Ms Church told the inquiry that her mother attempted suicide after finding out the NOTW was about to run a story about her husband's alleged affair and drug taking. NI, however, questioned the independence of the evaluation, claiming it was not legally robust, and with days left before the trial date it wanted her examined again by another psychiatrist which it would appoint. Charlotte Church feared the effect on her mother of having the process repeated – explaining her willingness to settle. At the beginning of this week a figure was agreed between the two sides, reflecting the damage to Charlotte, her mother, and the family's business. But the words that are to be read out in front of Mr Justice Vos on Monday were still a source of conflict.
Ms Church wanted clarity on what the NOTW did to her and her family. She wanted the apology read out in court to leave nobody in doubt what NI were agreeing to. Finally on Wednesday a deal was done.
NI's legal bill in the Church case alone is currently estimated to be close to £1.5m. A drawn-out lengthy legal journey to the appeal would take that past £2m. Throw in Ms Church's own legal bill, and bankruptcy could threaten if she lost in the appeal court.
Charlotte and Rupert: A love-hate relationship
* As a 13-year-old, Charlotte Church agreed to sing – for no fee – at the 1999 wedding of Rupert Murdoch and Wendi Deng. Her management believed they had won News International's goodwill. They were wrong. NI disputes the claim.
* The Sun ran reports of a website's "countdown clock" in the run-up to the singer's 16th birthday. The message: sex with Ms Church was about to become legal.
* The Sun ran a story about her first pregnancy. Her parents had yet to be told.

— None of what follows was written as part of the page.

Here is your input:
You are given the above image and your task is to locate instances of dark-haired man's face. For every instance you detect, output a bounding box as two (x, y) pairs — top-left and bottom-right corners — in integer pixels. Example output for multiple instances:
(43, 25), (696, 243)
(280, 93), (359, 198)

* A NOTW headline screamed "Church three-in-a-bed cocaine shock". Except it was about the singer's stepfather. Her mother was described as attempting to take her own life as a result.
* Her action against the NOTW centred on 33 articles. NI's lawyers claimed that not all the articles involved damage to her or her family. She claimed the NOTW knew of her mother's fragile state.
How NOTW 'erased unhelpful emails'
New evidence has emerged which appears to support claims that senior staff at the News of the World attempted to suppress and destroy evidence of hacking at the newspaper.
Documents released by a High Court judge show the company had a policy "to eliminate in a consistent manner" emails that "could be unhelpful in the context of future litigation in which a News International company is a defendant", the Daily Telegraph reported.
The documents, which were created by lawyers working for hacking victims and based on information provided by News International's own internal investigation into phone hacking, also state that hundreds of thousands of emails were deleted "on nine separate occasions", according to the newspaper.
They also contain claims that one unnamed reporter carried on intercepting phone messages after the 2006 arrest of Glenn Mulcaire.